A square pyramid has a height of 9 centimeters (cm) and a volume of 108 text{ cm}^3. What is the...
GMAT Geometry & Trigonometry : (Geo_Trig) Questions
A square pyramid has a height of \(9\) centimeters (cm) and a volume of \(108 \mathrm{\text{ cm}}^3\). What is the area, in \(\mathrm{cm}^2\), of the base of the pyramid? (The volume of a pyramid is equal to \(\frac{1}{3}\mathrm{Bh}\), where \(\mathrm{B}\) is the area of the base and \(\mathrm{h}\) is the height of the pyramid.)
1. TRANSLATE the problem information
- Given information:
- Height of square pyramid: \(\mathrm{h = 9~cm}\)
- Volume of pyramid: \(\mathrm{V = 108~cm^3}\)
- Volume formula: \(\mathrm{V = \frac{1}{3}Bh}\)
- Need to find: Base area \(\mathrm{B}\)
- What this tells us: We have two of the three variables in the volume formula, so we can solve for the missing one.
2. INFER the approach
- Since we know volume and height, we can substitute these values into the formula and solve for base area \(\mathrm{B}\)
- Strategy: Use substitution followed by algebraic manipulation
3. SIMPLIFY through substitution and algebra
- Substitute known values into \(\mathrm{V = \frac{1}{3}Bh}\):
\(\mathrm{108 = \frac{1}{3}(B)(9)}\)
- Simplify the right side:
\(\mathrm{108 = 3B}\)
- Solve for \(\mathrm{B}\) by dividing both sides by 3:
\(\mathrm{B = 108 \div 3 = 36}\)
Answer: 36
Why Students Usually Falter on This Problem
Most Common Error Path:
Weak SIMPLIFY execution: Students make arithmetic errors when working with fractions and parentheses.
They might incorrectly calculate \(\mathrm{\frac{1}{3}(9)}\) as \(\mathrm{\frac{3}{9}}\) instead of 3, leading to the equation \(\mathrm{108 = (B)(\frac{3}{9})}\) or \(\mathrm{108 = \frac{B}{3}}\). This would give them \(\mathrm{B = 324}\), which doesn't match any reasonable expectation for a pyramid with this volume and height.
Second Most Common Error:
Poor TRANSLATE reasoning: Students confuse which variable represents what they're looking for.
Some students might think they need to find the height instead of the base area, or they might set up the equation incorrectly by mixing up the variables.

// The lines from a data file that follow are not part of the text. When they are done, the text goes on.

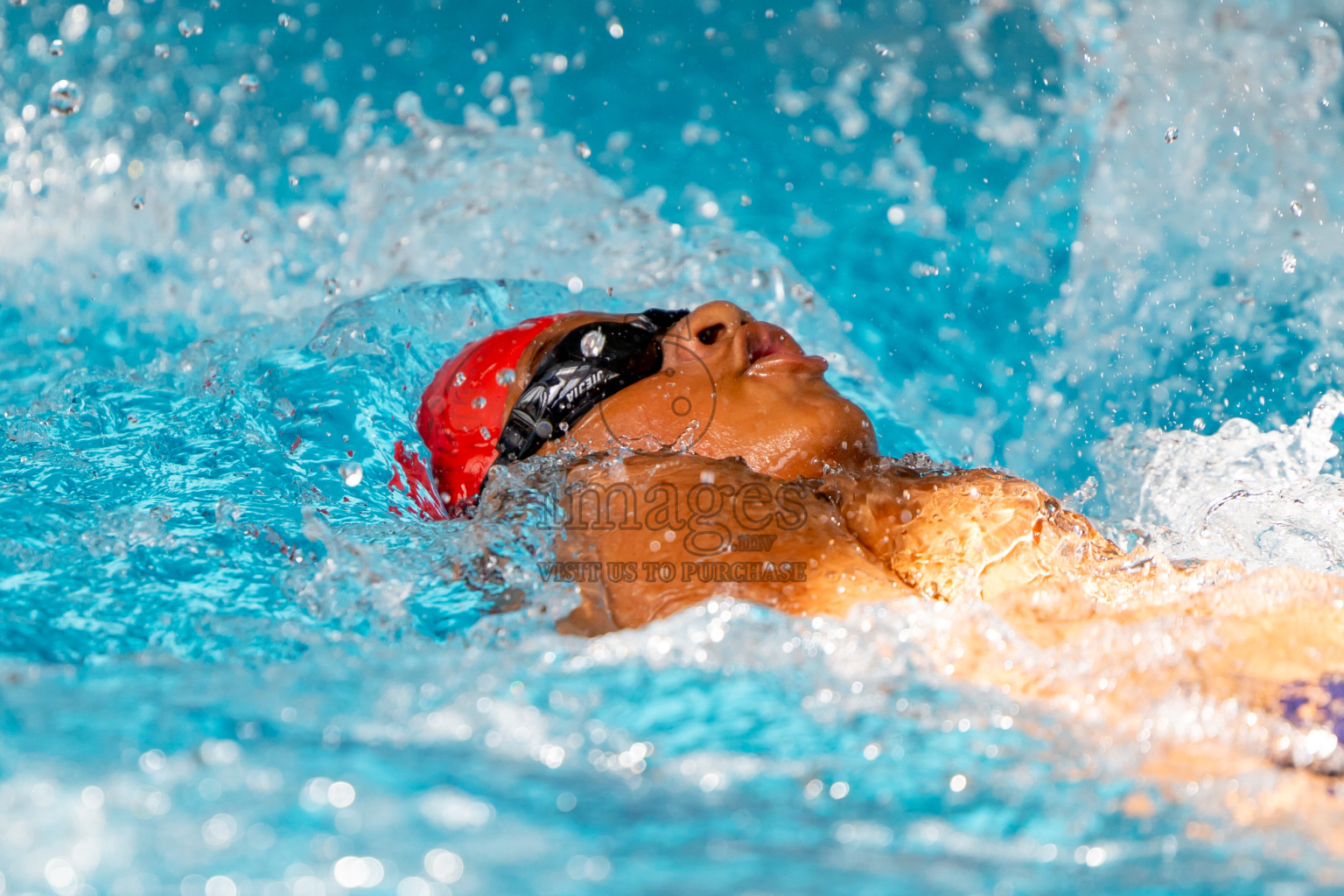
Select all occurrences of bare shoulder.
[556,454,910,633]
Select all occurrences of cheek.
[574,374,717,452]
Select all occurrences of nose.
[676,301,754,357]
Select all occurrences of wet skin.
[486,302,1344,789]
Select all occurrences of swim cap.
[416,314,564,514]
[416,308,690,516]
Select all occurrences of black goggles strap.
[496,308,690,464]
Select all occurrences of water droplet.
[579,329,606,357]
[47,78,83,116]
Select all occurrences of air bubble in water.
[579,329,606,357]
[47,78,83,116]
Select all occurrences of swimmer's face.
[509,302,878,479]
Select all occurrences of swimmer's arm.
[820,465,1124,599]
[555,455,913,634]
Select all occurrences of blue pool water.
[8,0,1344,896]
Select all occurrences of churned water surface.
[8,0,1344,896]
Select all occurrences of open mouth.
[746,326,830,372]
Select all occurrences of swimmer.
[418,301,1344,774]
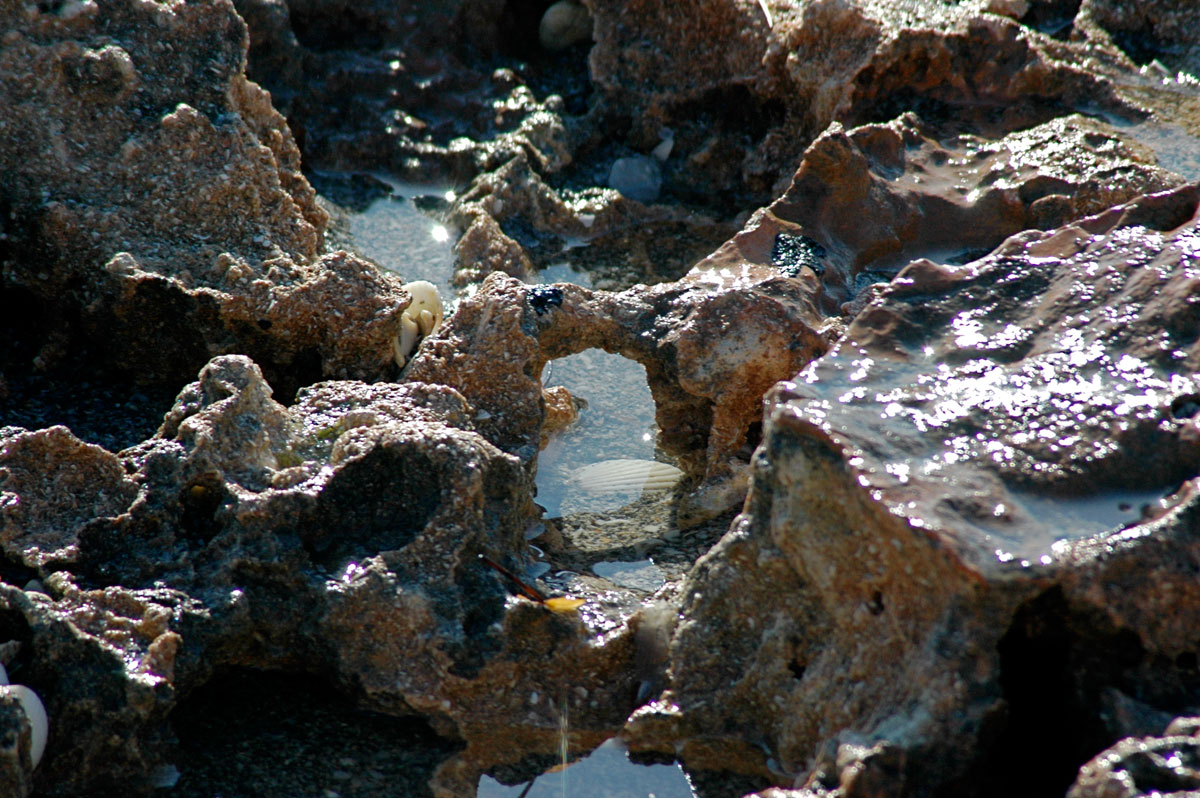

This leads to confusion about what they're solving for and causes them to get stuck and guess.
The Bottom Line:
This problem tests whether students can work backwards from a volume formula - a reverse application that requires careful attention to which variable is unknown and systematic algebraic manipulation.